Figure 23b assesses the errors in the longitudinal center of buoyancy (LCB) calculations relative to the IACS-permitted threshold of 0.5 m, confirming compliance under all conditions. As illustrated in the figure, the error in LCB calculations exhibits an increasing trend as trim increases. Within the same floating condition, significant variations in calculation errors are observed within the draft ranges of 0.5–1.0 dm and 6.0–6.6 dm.
Figure 23c presents the calculation errors for the transverse metacentric height (KMT), confirming strict adherence to the IACS-prescribed 1% threshold under all tested conditions. As illustrated in the figure, the direction of the trim significantly influences the trend of the curve. Specifically, when t equals 0, the curve exhibits the smallest variation range. Conversely, at t = 1, the curve demonstrates a large and abrupt variation range. For t = −1, −2, and −3, the curve shows extensive variations but remains relatively stable compared to the case of t = 1.
Figure 23d evaluates the calculation errors of the vertical center of buoyancy (VCB), showing full compliance with the IACS-specified tolerance of 0.05 m. The error distribution exhibits a linear correlation with the midship draft, remaining strictly within the range of [−0.015 m, +0.005 m], which corresponds to only 6–30% of the allowable thresholds. This narrow error band confirms the exceptional accuracy of the computations, achieving significant reductions in errors compared to conventional hydrostatic calculation benchmarks.
Figure 23e evaluates the calculation errors of the longitudinal center of flotation (LCF), all of which remain within the IACS-permitted threshold of 0.5 m. Notably, the errors display considerable fluctuations within the midship draft (dm) range of 4–5 m but stabilize outside this range.
Figure 23f illustrates that the MTC calculation errors are within the IACS-prescribed 2% tolerance.

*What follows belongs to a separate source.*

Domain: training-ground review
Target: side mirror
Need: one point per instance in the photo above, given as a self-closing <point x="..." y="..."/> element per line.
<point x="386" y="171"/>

The error curves display variation patterns similar to those of LCF errors, with notable fluctuations in the range of dm = 4–5 m and relatively stable variations outside this range.
Figure 23g confirms that KML calculation errors remain within the IACS-prescribed 1% tolerance. The error trends show patterns similar to those of MTC variations, with significant fluctuations observed in the dm = 4–5 m range and relatively stable deviations under other draft conditions.
The QB method demonstrates complete adherence to all accuracy requirements, achieving remarkable computational precision for DISP and VCB parameters. This approach effectively addresses two significant limitations: firstly, the inability of Bonjean curves to compute conditions inclusive of heel, and secondly, the insufficient precision of hydrostatic tables in arbitrary attitudes. Consequently, it facilitates the accurate determination of performance parameters across a range of drafts, heel angles, and trim angles.

6. Conclusions

This study addresses the challenge of calculating ship performance elements under complex sea conditions. Drawing on the construction principle of the Bonjean curve, the QB method is proposed for calculating ship performance elements under any attitude, while the AST method is introduced to enhance computational efficiency. The QB method exhibits high computational efficiency and accuracy, meeting the required standards for such calculations.
The comparative experiments demonstrate that the AST method substantially improves the adaptive refinement effects, achieving the objective of representing more accurate hull features with fewer sections while enhancing the computational efficiency of the QB method. Additionally, the comparative experiments for the QB method confirm that the calculation accuracy for all ship performance elements meets the required standards. This capability allows for the computation of hull performance elements under any draft, trim angle, and heel angle, effectively addressing the limitation of the Bonjean curve, which is incapable of calculating performance elements under heel angles or drafts outside the conventional range.
In addition, while the QB method is capable of calculating the performance elements of the hull at any attitude, when the inclination angle becomes excessively large, the influence of the superstructure must be taken into account to ensure the reliability of the calculation results. Consequently, the unified continuous modeling between the superstructure and the hull surface, as well as the adaptive subdivision method, requires further validation. The findings of this study will be further utilized in the investigation of equilibrium states and stability assessments of damaged ships under complex sea conditions.

Author Contributions

K.Z.: Conceptualization, methodology, supervision, formal analysis, writing —original draft preparation. J.L.: Writing —review and editing. Y.Z.: Funding acquisition. All authors have read and agreed to the published version of the manuscript.

Funding

This work is supported by the Zhejiang Provincial Public Welfare Project of China (Grant No. LGG22E090004) and Ningbo University (Grant No. 012-432511153).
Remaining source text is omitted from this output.